Robert Chalvet
A la mémoire de ce jeune Gignacois tué au Laos dans les soubresauts qui ont suivi la fin de la deuxième mondiale et précédé la guerre d’Indochine. Son nom est inscrit sur le Monument aux Morts.
Chevalier de la Légion d'Honneur, détenteur de la Croix de guerre, officier parachutiste, membre de la mission "K 1" (Kay One) ayant atterri à Paksé (Sud Laos) le 11 octobre 1945.

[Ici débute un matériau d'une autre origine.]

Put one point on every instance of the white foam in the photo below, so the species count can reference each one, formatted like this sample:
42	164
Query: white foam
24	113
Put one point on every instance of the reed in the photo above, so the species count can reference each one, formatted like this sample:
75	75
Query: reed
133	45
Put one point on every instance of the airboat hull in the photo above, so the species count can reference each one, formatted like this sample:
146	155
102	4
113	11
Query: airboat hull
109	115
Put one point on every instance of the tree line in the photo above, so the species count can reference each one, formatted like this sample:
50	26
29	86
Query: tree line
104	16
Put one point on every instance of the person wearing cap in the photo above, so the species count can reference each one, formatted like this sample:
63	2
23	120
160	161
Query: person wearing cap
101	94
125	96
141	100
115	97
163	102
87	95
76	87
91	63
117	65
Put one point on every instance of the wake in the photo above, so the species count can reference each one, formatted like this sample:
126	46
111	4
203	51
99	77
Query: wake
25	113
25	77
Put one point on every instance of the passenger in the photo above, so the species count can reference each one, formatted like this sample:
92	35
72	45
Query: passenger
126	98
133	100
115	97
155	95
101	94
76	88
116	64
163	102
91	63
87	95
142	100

Né à Gignac le 4 mars 1922, Robert Chalvet quitte Paris clandestinement le 18 mai 1941. Engagé volontaire au 1er régiment de tirailleurs algériens, il fait la campagne de Tunisie. Appartenant à la DGER (services secrets de renseignements), il bénéficie en 1942 d’une permission de 45 jours qu’il passe à Gignac, dans sa famille. Sous-lieutenant à la Mission de Liaison Française d’Extrême-Orient où la guerre se poursuit, il rejoint Calcutta (Inde) d’où il donne pour la dernière fois de ses nouvelles le 23 septembre 1945. Volontaire pour l’Indochine, il fait partie d’un commando chargé de recruter et former des « Chasseurs Laotiens », groupes armés qui avaient pour but de lutter contre les indépendantistes Viêt-Minhs ou Lao Issala ; ces derniers, avec la bénédiction des Chinois et Américains, voulant empêcher la réimplantation des Français au Laos.

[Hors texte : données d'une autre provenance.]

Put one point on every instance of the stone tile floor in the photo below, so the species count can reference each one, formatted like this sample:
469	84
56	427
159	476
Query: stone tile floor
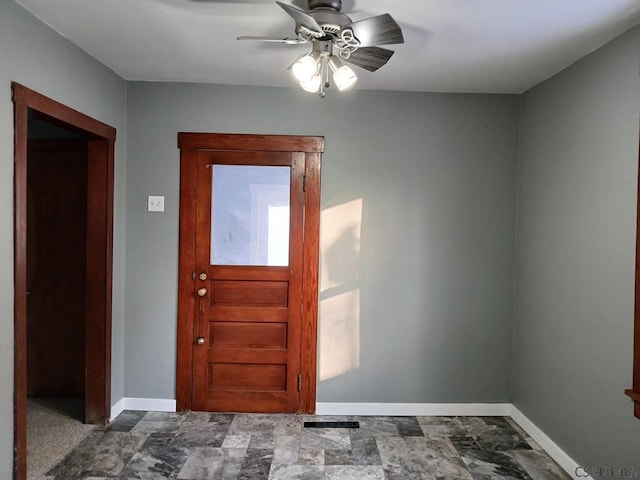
214	446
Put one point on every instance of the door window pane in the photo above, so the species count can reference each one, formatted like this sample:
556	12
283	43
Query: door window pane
250	215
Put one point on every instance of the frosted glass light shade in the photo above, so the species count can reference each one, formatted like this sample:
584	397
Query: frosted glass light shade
344	77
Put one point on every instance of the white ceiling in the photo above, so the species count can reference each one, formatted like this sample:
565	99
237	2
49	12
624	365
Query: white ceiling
494	46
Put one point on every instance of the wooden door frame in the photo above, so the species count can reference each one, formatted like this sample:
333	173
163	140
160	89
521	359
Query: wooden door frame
189	145
634	391
100	165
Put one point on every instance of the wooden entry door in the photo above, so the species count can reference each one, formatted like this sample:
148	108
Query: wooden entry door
246	298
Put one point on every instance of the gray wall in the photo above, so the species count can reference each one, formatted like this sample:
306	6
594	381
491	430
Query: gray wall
433	280
35	56
576	249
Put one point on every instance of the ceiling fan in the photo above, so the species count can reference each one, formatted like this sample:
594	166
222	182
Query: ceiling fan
335	38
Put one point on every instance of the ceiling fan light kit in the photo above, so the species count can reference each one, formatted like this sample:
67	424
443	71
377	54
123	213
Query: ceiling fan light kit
328	30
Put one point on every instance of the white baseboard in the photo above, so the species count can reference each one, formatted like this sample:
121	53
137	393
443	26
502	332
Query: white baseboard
150	404
567	463
414	409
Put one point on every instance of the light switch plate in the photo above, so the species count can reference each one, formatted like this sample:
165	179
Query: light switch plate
155	204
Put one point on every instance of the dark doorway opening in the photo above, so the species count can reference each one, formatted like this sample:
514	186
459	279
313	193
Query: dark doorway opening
57	161
63	255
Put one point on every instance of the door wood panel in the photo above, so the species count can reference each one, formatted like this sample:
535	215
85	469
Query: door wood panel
253	319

En attente du départ pour le Laos : une partie du Commando K1 photographiée devant un baraquement à Calcutta (septembre 1945).
Robert Chalvet : debout, à droite, avant dernier
Le premier détachement, nom de code Kay One, décolle de Jessore le 10 octobre à 05h20 avec à son bord 20 commandos. L'appareil est le Dakota n°353 des Forces Françaises piloté par le sous-lieutenant MILAN. Après une escale à Mingaladon, près de Rangoon en Birmanie, puis à Bangkok, le Dakota atterrit à Paksé (Laos) le 11 octobre à 08h40. Outre le capitaine AYROLLES, ce groupe de combat est constitué du lieutenant HINGER, des sous-lieutenants MÉNARD, Robert CHALVET, LE NICARDOUR, de l'aspirant ANGEVIN, des sergents-chefs BERBLINGER et FÈVE (radio).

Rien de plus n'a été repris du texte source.